Similar dynamics are playing out across harder-to-abate supply chains, including agriculture, utilities and materials, where companies are trying to decarbonize through imperfect, but important, tools. If definitions, scopes and accounting rules don’t map onto commercial or scientific reality, procurement incentives weaken. If mass-balance systems and mixed-attribute sourcing are treated as suspect rather than managed pragmatically, companies have fewer pathways to drive transition in their supply chains. If definitions keep proliferating with little interoperability or real-world foundations, businesses will continue to spend more time reconciling frameworks than reducing emissions.
Evolving rulemaking
None of this means the answer is to lower integrity. It means integrity has to be operationalized.
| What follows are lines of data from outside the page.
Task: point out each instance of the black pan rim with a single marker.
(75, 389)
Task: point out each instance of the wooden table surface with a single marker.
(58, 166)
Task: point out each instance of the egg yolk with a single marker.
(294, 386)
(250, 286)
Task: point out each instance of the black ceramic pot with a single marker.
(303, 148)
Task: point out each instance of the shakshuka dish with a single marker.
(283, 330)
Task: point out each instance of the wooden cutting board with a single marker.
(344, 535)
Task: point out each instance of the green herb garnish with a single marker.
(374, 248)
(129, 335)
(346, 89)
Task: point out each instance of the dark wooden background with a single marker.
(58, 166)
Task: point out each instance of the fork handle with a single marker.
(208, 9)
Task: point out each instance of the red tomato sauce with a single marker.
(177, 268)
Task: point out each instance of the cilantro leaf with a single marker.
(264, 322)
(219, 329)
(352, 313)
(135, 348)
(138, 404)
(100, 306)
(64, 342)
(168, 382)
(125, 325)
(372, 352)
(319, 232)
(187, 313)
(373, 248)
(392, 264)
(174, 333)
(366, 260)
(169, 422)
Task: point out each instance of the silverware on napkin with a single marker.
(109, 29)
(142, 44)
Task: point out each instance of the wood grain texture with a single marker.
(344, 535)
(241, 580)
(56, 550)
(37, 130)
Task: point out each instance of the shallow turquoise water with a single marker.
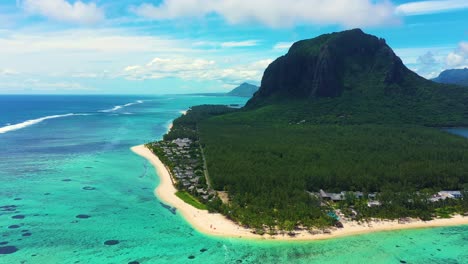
(44, 168)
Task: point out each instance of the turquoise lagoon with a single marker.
(71, 191)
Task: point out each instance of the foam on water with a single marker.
(117, 107)
(86, 198)
(31, 122)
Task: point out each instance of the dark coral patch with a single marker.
(8, 208)
(18, 217)
(83, 216)
(111, 242)
(8, 249)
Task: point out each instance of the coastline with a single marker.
(215, 224)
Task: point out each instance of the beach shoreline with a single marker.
(215, 224)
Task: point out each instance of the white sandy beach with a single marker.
(218, 225)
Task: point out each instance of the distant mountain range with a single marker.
(244, 90)
(454, 76)
(351, 77)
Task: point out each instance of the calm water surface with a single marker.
(71, 191)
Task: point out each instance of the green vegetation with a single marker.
(453, 76)
(340, 113)
(186, 197)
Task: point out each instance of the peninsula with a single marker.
(340, 139)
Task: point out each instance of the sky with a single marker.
(189, 46)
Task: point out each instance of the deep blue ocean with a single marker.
(71, 191)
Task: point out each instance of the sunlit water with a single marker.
(71, 191)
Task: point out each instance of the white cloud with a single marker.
(237, 44)
(459, 57)
(39, 85)
(196, 69)
(276, 13)
(62, 10)
(282, 45)
(8, 72)
(430, 7)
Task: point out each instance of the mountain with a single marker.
(455, 76)
(339, 112)
(350, 77)
(244, 90)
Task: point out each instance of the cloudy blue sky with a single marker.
(186, 46)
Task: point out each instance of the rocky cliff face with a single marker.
(329, 64)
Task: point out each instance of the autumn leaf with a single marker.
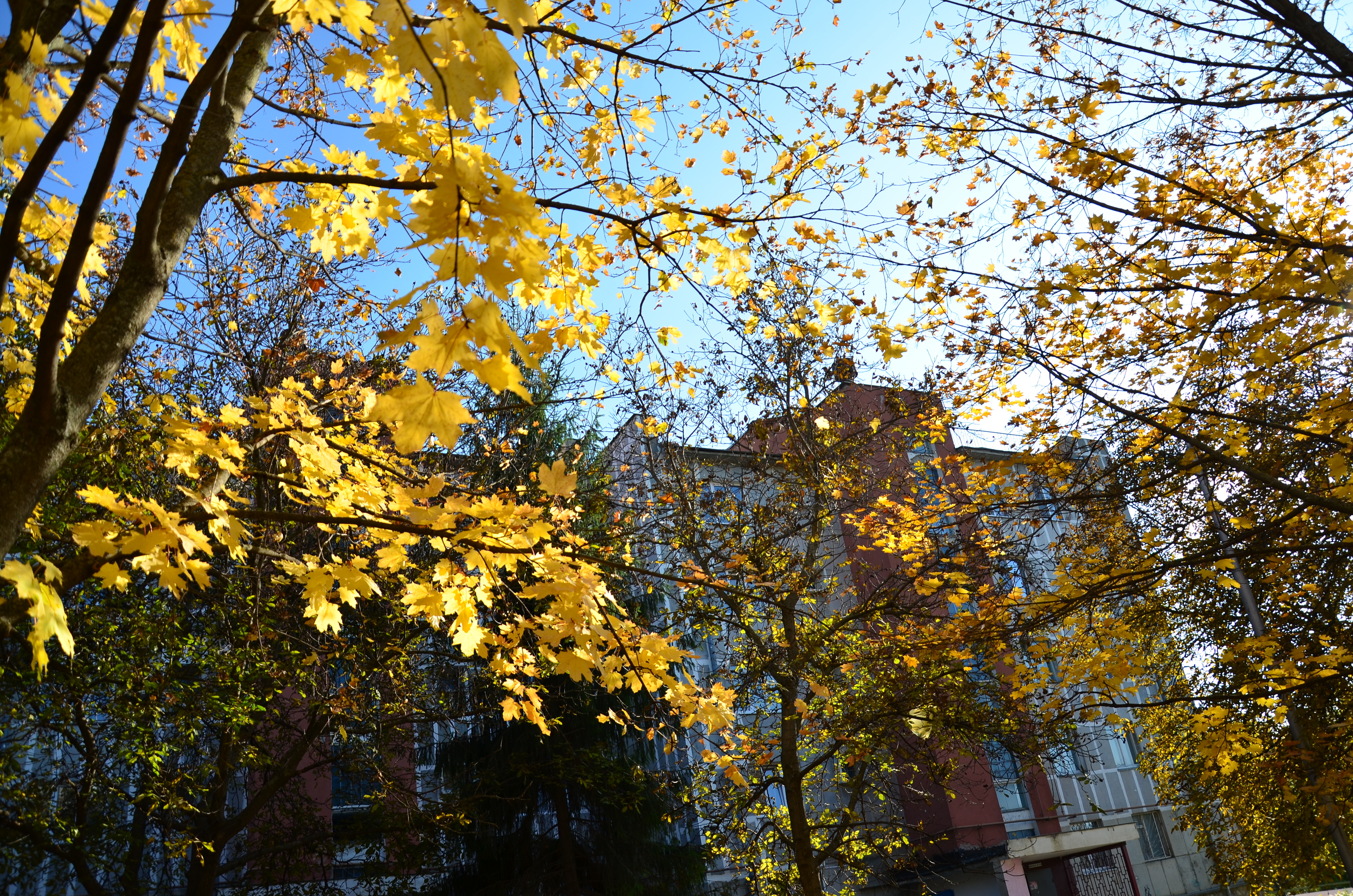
(420, 411)
(557, 481)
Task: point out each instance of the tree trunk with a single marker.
(45, 435)
(800, 836)
(568, 848)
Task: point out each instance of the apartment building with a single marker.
(1084, 824)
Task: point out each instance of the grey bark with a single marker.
(48, 432)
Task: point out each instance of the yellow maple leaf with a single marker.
(421, 412)
(49, 616)
(574, 665)
(643, 120)
(557, 481)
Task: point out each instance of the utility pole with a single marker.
(1256, 616)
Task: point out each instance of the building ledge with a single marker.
(1033, 849)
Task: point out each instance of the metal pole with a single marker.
(1252, 610)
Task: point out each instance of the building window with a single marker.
(1153, 836)
(1011, 796)
(1006, 773)
(1122, 746)
(1063, 758)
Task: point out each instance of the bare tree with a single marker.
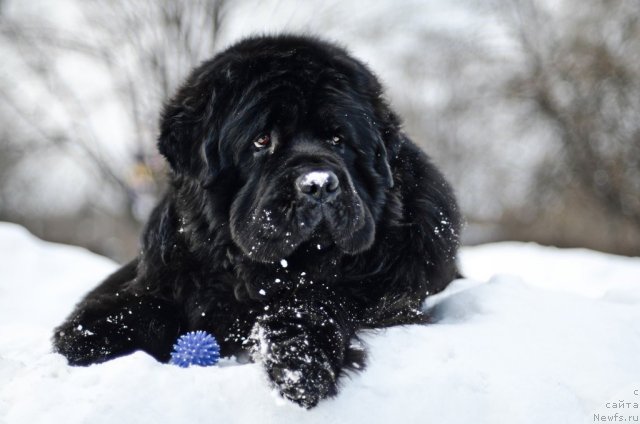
(143, 48)
(582, 78)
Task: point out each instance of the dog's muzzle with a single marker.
(318, 186)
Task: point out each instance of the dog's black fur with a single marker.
(249, 245)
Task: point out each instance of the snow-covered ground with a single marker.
(535, 335)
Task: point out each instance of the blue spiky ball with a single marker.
(195, 348)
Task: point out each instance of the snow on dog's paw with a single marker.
(299, 371)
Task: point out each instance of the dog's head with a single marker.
(302, 136)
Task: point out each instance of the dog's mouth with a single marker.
(304, 226)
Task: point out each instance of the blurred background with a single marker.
(530, 107)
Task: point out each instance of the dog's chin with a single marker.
(313, 231)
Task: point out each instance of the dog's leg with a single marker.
(105, 327)
(112, 321)
(304, 346)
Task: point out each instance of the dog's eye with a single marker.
(336, 140)
(263, 141)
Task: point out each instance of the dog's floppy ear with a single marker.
(388, 126)
(177, 137)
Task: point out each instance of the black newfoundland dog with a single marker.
(298, 214)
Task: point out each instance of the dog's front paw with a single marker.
(300, 371)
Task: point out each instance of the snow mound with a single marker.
(534, 335)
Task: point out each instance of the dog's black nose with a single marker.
(321, 186)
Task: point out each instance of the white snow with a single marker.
(557, 340)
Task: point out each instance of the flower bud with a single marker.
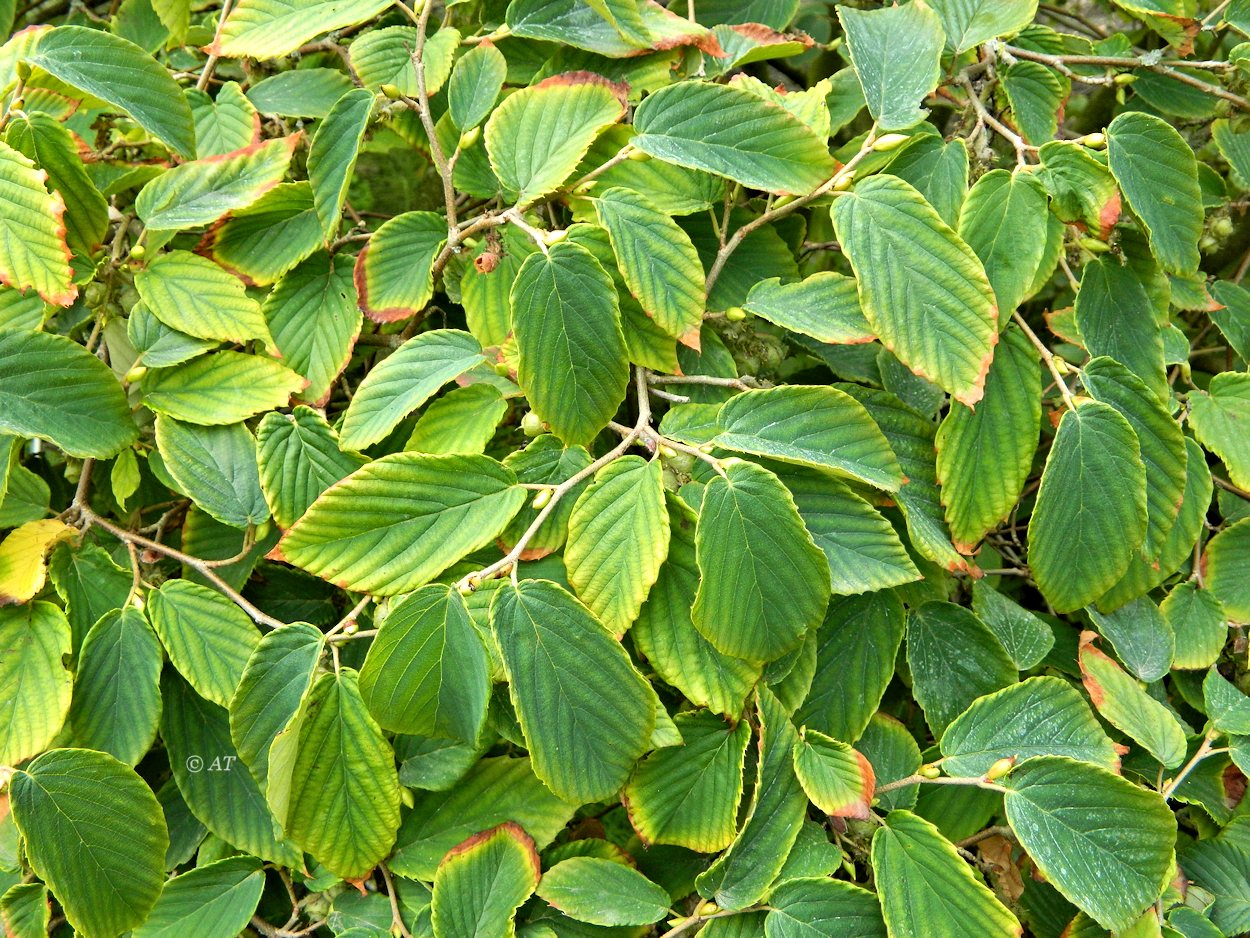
(1000, 768)
(889, 141)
It also means that rulemaking processes must operate with the same integrity, transparency and accountability as they demand from the market.
There are signs of change. Stakeholder participation is rising. Consultations are drawing more participation and scrutiny than they did five or six years ago, which is raising awareness and improving accountability and transparency. Corporate users, auditors, investors and civil society are all paying closer attention to governance quality, not just technical outputs. Some organizations — such as the Science Based Targets initiative — are showing signs they understand the need to become more responsive and more attentive to the consequences, intended and otherwise, of their decisions.
The core issue is that NGO-led processes were never meant to serve indefinitely as the primary rule-makers for a rapidly scaling sustainable economy. These processes are an artifact of a time when reporting on a company’s environmental impacts was voluntary. In the absence of government-led processes, NGO rules have had fill the gap. But we need to be clearer about when and where environmental NGOs lack the expertise, experience or capacity to credibly manage regulated market infrastructure.
What’s needed now is true modernization: clearer governance rules, better transparency in decision-making, more disciplined handling of dissent, guidance that can be audited and faster mechanisms for updating rules without years of drift. And companies must find the courage to support complementary and emerging approaches where legacy systems prove unable to adapt.